German actor
In more recent times, a famous German citizen has been an unfailing guest of the Ligurian Riviera: the actor Horst Tappert, alias Inspector Derrick.
The son of a postman and a housewife, Tappert was born on 26 May 1923 in Elberfeld, then an autonomous municipality (in 1930 it was united with four other neighbouring boroughs to create the town of Wuppertal).
After primary school, he did an apprenticeship in business administration from 1937 to 1940.
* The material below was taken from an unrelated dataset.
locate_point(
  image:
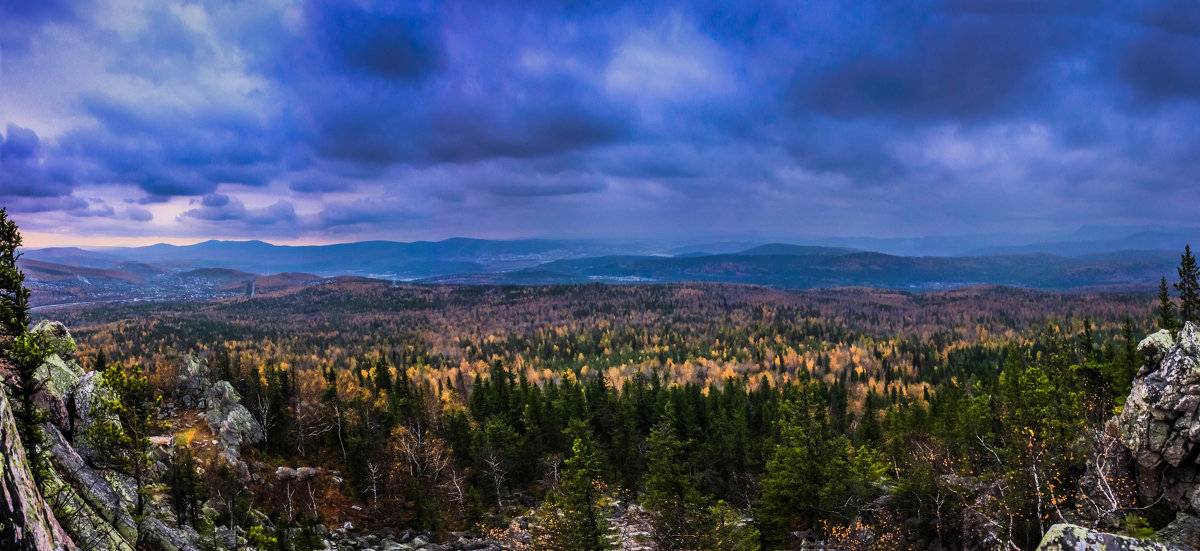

However, he interrupted his training in 1940, at the age of 17, when he was called up for compulsory military service in the Wehrmacht.
In the meantime, World War II had broken out and Tappert joined the Waffen-SS, where he was classified as a grenadier with the rank of SS-Schütze (the lowest in the hierarchy). He was initially employed in an anti-aircraft unit in Arolsen, before being transferred to the 3rd SS-Panzerdivision "Totenkopf" stationed in Russia in 1943.
His comrade in the latter case was the author Herbert Reinecker, who later created the Derrick series.
In the post-war period, Tappert remained very reserved when asked about his life during the Second World War, denying that he had ever served in a combat role. In a 1998 interview, he confirmed that he had served in Russia, but claimed to have done so as an engineer in a road-building unit, before being trained to become a company nurse.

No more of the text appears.